Un soir, au retour d'une longue journée passée à traquer le « motif », Van Gogh passe devant la chaumière de la famille de Groot qu'il connaît bien et décide de s'y reposer un instant. Il entre. Un instant saisi par l'obscurité qui règne à l'intérieur, il distingue peu à peu les cinq figures familières groupées autour d'un plat de pommes de terre fumant, à la clarté parcimonieuse d’une lampe à pétrole suspendue au-dessus de la table. « Je tiens mon motif », pense-t-il alors.[réf. nécessaire] Et pourtant, il est venu souvent chez les de Groot, auparavant, parce qu'ils veulent bien poser pour lui de temps en temps, en échange d'un petit peu d'argent. Il a peint à plusieurs reprises la mère, le fils et la petite Gordina, dont le visage n'est pas encore marqué par le dur labeur. Mais là, alors qu'ils sont tous rassemblés dans le clair-obscur de cet espace clos, il se trouve soudain plongé au cœur d'une de ces « nuits » à la Gerard ter Borch.

Vincent fait part à Théo de sa vision avec enthousiasme :

« Je reviens à l'instant de chez eux, j'ai même travaillé à la clarté de la lampe, bien que l'étude ait cette fois été établie de jour. Voici ce que la composition est devenue : J'ai peint cela sur une toile vraiment grande, et je crois, dans l'état où se trouve maintenant l'esquisse, que le tableau a de la vie. Je sais toutefois, et à coup sûr, que C.M., par exemple, parlera de ‘dessin incorrect’, etc. Sais-tu ce qui peut très bien être dit là-contre ? C'est que, dans la nature, les beaux effets de lumière exigent que l'on travaille très vite. »

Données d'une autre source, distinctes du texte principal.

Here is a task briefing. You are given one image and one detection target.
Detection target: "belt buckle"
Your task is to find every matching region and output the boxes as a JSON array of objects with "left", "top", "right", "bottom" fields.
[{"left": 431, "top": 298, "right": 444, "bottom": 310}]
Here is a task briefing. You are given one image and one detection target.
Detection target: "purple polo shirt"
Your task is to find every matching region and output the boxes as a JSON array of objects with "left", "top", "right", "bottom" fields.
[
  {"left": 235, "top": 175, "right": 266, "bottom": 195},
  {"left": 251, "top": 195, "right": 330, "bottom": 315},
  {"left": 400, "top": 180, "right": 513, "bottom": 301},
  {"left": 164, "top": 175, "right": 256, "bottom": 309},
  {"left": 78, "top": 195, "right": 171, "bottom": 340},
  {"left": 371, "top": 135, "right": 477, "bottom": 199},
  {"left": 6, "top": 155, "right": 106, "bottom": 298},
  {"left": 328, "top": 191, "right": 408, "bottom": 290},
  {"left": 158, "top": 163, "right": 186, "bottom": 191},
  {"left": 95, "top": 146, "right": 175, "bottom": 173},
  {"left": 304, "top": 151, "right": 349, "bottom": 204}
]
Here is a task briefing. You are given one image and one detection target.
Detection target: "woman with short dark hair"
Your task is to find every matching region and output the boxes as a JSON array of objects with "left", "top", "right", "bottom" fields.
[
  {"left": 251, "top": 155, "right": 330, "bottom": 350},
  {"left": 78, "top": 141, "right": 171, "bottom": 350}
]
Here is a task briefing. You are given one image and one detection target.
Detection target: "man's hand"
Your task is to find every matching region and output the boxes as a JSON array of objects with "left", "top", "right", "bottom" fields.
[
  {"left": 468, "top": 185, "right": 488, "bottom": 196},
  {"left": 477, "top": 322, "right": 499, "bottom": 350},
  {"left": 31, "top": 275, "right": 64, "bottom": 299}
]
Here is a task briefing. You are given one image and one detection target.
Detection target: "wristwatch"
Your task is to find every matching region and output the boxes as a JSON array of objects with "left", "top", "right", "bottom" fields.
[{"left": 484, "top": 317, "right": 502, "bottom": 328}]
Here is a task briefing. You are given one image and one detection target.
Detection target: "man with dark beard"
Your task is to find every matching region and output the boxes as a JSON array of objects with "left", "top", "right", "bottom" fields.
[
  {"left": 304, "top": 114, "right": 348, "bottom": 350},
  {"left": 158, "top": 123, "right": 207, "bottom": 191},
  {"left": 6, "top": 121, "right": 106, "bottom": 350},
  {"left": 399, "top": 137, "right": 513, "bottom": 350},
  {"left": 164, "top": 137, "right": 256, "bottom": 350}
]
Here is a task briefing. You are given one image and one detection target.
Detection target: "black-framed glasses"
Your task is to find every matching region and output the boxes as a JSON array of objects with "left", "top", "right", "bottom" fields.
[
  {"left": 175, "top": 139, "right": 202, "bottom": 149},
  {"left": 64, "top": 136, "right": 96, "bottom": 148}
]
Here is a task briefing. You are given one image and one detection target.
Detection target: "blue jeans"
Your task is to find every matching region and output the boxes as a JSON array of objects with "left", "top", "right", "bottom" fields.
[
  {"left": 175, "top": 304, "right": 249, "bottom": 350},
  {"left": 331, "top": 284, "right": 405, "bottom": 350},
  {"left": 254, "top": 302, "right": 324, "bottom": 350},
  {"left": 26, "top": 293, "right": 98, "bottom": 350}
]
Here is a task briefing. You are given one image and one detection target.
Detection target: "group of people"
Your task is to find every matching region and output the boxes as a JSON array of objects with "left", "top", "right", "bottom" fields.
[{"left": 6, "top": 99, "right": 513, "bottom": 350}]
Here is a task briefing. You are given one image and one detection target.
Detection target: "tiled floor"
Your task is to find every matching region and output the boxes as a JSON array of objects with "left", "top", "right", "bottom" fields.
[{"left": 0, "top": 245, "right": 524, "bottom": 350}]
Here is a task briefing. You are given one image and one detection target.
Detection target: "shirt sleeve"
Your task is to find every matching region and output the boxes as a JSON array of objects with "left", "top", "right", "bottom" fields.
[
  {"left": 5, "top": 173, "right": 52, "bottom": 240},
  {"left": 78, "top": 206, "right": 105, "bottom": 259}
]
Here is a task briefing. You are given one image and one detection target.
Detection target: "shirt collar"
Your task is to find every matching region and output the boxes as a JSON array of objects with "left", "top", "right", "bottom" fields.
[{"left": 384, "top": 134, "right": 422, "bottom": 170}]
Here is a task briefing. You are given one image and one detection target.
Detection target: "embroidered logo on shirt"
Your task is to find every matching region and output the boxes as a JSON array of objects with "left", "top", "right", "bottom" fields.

— Vincent van Gogh, Lettre 399 N à Théo

Si la vivacité de la touche atteste la rapidité du coup de pinceau, en revanche la facture extrêmement fouillée de la couche picturale indique que la composition a été travaillée à plusieurs reprises. C'est que Van Gogh cherche à appliquer les prouesses techniques qu'il a pu découvrir chez Frans Hals et Rembrandt. Par exemple,

« Il n'y est pour ainsi dire pas employé de blanc une seule fois, mais simplement la couleur neutre qui se forme quand on mélange du rouge, du bleu de Paris et du jaune de Naples. Cette couleur est donc en soi un gris franc, mais elle fait blanc dans le tableau. »

— Vincent van Gogh, Lettre 405 N à Théo

Vincent se réfère également à la manière de Rembrandt dans le parti de faire émerger les visages et les mains de l'ombre en les éclairant par une source lumineuse provenant du milieu du tableau et non de la lampe dont le rôle plastique, purement fictif, constitue une entorse de plus à la « vérité littérale ». Trouvant son premier essai trop clair, en particulier la couleur des chairs, il confie à Théo dans la même lettre :

« Eh bien, je les ai repeintes, sans hésiter, sans pitié, et la couleur avec laquelle elles sont faites maintenant est à peu près celle d'une pomme de terre bien poussiéreuse, naturellement non épluchée. En peignant cela, je pensais encore à ce qu'on a dit, si justement, des paysans de Millet : « Ses paysans semblent peints avec la terre qu'ils ensemencent »

— Lettre 405 N à Théo

Les Mangeurs de pommes de terre ne sont pas une scène de genre à la Gérard Dou. Les personnages de Van Gogh ne sont pas ces gais lurons qui paraissent toujours vivre sans autre souci que de se préoccuper de quelque libertinage. Il s'en est clairement expliqué.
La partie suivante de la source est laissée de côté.